Parsing the issues and finding a middle ground -- another attempt

John C Klensin klensin at jck.com
Fri Feb 27 23:12:56 CET 2009


--On Friday, February 27, 2009 13:08 -0800 Erik van der Poel
<erikv at google.com> wrote:

> Hi Vint,
> 
> Thank you for your patience.
> 
> On Thu, Feb 26, 2009 at 6:32 PM, Vint Cerf <vint at google.com>
> wrote:
>> if we reject Esszet and final sigma as PVALID, then the
>> present situation in which they are mapped means that their
>> use will fail under IDNA2008 - because they only worked as a
>> consequence of mapping under IDNA2003.
> 
> No, they would only fail under IDNA2008 if the pre-processor
> did not map them. (The pre-processor spec is outside the
> current list of IDNA2008 drafts.)

Or if whatever application is doing the lookup does not
implement the hypothetical pre-processors spec.   There is no
way to guarantee that it will be implemented.  So the reality is
that we will have three types of implementations:

	* IDNA2003-conforming (map Eszett to "ss", final sigma
	to lower case sigma, and ZWJ/ZWNJ to nothing)
	
	* IDNA2008-conforming, without preprocessor (reject
	Eszett and Final Sigma, treat ZWJ and ZWNJ as themselves
	with a greater or lesser degree of contextual checking.
	
	* IDNA2008-conforming plus preprocessor (map Eszett and
	final sigma as above (over the objections of the German
	registry, treat ZWJ and ZWNJ as themselves).

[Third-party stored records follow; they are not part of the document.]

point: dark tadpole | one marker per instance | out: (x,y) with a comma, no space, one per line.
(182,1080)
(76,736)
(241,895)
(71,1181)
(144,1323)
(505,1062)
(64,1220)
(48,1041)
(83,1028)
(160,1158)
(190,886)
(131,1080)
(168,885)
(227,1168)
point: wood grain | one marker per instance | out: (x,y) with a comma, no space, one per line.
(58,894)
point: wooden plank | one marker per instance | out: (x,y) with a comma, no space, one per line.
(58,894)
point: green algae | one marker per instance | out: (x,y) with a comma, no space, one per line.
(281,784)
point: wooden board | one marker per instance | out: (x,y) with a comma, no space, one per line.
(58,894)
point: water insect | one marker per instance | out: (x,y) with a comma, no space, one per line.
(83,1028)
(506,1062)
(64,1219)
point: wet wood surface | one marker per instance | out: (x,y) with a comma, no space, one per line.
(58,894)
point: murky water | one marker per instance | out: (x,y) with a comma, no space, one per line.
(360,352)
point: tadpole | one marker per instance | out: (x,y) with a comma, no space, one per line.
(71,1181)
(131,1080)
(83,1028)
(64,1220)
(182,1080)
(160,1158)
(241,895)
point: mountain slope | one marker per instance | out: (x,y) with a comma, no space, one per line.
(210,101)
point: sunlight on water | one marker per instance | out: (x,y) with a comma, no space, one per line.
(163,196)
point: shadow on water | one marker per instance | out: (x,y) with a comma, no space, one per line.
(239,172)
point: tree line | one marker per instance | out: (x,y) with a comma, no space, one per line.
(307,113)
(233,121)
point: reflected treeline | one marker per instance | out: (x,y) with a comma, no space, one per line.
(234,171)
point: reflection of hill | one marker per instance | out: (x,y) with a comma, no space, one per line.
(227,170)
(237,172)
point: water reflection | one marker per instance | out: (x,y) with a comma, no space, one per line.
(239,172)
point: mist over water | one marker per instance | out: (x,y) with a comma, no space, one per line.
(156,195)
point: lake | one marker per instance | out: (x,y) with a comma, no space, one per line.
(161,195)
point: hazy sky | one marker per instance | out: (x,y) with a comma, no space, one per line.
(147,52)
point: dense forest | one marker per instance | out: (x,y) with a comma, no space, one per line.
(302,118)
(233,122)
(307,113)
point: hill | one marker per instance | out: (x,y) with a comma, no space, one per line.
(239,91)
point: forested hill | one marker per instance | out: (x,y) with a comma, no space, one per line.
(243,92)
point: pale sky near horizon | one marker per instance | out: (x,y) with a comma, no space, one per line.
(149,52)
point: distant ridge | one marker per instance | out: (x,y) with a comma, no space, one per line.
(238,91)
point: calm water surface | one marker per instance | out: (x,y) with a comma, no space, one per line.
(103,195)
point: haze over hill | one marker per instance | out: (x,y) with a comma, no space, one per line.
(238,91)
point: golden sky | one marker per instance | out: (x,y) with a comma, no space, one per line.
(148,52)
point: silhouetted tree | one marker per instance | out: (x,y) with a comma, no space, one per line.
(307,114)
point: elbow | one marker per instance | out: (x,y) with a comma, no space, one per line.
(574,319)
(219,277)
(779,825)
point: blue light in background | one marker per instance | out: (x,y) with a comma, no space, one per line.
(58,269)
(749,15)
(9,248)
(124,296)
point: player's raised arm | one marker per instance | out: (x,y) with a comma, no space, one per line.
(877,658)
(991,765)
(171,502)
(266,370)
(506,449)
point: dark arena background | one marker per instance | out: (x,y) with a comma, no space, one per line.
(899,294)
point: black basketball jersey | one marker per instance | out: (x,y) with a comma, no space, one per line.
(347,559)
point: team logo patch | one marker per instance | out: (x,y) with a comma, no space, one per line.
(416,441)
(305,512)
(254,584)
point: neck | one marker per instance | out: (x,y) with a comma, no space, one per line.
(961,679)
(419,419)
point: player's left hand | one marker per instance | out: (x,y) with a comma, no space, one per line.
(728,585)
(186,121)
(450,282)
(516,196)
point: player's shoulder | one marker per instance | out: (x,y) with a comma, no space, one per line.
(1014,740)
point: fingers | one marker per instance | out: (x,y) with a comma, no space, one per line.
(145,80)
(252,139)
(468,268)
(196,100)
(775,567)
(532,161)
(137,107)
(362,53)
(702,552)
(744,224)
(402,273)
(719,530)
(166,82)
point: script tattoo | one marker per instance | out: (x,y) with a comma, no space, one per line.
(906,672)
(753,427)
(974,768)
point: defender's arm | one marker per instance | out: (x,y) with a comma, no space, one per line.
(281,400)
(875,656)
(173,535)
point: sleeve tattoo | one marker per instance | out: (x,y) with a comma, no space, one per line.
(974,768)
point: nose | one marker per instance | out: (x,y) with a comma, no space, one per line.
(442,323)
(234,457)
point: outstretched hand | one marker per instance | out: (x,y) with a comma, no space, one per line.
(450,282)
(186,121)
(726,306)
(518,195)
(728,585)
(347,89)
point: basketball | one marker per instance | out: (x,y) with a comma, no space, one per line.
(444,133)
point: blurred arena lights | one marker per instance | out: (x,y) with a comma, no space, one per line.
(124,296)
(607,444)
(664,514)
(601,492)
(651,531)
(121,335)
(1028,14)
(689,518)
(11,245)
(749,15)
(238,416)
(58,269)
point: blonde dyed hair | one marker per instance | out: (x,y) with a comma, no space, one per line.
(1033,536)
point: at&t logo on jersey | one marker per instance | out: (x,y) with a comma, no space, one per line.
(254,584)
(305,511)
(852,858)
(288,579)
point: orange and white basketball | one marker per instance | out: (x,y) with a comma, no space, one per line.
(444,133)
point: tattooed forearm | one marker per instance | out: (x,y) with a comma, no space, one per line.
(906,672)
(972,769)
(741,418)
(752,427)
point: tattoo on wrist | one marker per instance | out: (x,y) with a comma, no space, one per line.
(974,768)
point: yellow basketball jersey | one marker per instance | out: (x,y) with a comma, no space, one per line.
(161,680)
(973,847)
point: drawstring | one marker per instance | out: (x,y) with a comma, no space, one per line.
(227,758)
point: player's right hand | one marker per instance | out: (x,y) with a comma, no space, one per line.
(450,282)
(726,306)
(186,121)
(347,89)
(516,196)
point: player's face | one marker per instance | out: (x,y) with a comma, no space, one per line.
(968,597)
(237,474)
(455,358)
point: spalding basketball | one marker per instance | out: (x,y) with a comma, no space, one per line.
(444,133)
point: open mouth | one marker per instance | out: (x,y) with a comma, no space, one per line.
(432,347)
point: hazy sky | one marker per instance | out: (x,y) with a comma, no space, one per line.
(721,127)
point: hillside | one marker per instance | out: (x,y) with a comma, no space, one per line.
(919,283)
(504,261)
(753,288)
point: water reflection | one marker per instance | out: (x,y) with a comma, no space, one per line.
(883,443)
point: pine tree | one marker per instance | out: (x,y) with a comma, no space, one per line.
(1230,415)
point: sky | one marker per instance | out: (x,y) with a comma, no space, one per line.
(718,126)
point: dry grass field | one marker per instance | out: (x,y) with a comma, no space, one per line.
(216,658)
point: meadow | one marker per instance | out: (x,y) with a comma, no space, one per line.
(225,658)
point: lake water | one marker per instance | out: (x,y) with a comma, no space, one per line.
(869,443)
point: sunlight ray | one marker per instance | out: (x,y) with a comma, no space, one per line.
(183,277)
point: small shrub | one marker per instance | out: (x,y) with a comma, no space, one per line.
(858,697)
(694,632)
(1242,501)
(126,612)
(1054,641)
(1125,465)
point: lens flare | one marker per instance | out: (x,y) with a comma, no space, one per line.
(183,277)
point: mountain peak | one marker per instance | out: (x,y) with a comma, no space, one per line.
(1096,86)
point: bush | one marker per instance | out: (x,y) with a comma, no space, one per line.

That gives us a three-way incompatibility, not just a two-way
one.  Not clear to me that it is an improvement.

>> If we
>> allow them as PVALID and let the registries include both
>> formerly mapped and unmapped forms, at least I think we end
>> up with something that can accommodate both usages except
>> that the occurrence under IDNA2008 would be through direct
>> use of both forms with punycoding of each.
> 
> I believe Vaggelis has been explaining that the .gr registry
> folks are not entirely happy with the DNAME half-solution. If
> we make Final Sigma PVALID (and refrain from mapping it to
> Normal Sigma), the .gr folks will have to add even more DNAMEs.

I'd really like to see a solution to the problems this poses.  I
don't know of one that is at all plausible.  Trying to correct
things back to final sigma on display doesn't work without
hyphens (or some equivalent -- someone could, of course,
introduce ZWNJ into Greek) or prohibits them in the middle of a
label.  Trying to do this with a metadata file doesn't work
unless the file is per-domain and identifies exactly which
characters are to be converted and even that doesn't solve the
non-web question.
 
> Vaggelis has said that a PVALID Final Sigma does have its
> "advantages", and I believe one of them would be the ability to
> display the Final Sigma to users. However, as I have
> explained, you can get the display advantage via
> http://<domain-name>.gr/idndisp.txt without leaving Final
> Sigma unmapped.

Could you be very specific about what you think would be in that
file and how it would work.  I'm having trouble forming a
picture.  If it just says "if you see a sigma at the end,
display final sigma", then it doesn't cover the embedded cases
that occur when words are catenated to form labels.   And I
still want to hear how this would work for other protocols,
including protocols that don't exist yet, and how caching would
be handled.  Does that file ever expire or get updated and, if
so, what are the timeout conditions?  And how would it work for 
   string-in-greek.somedomain.biz.
which has nothing to do with the .GR TLD?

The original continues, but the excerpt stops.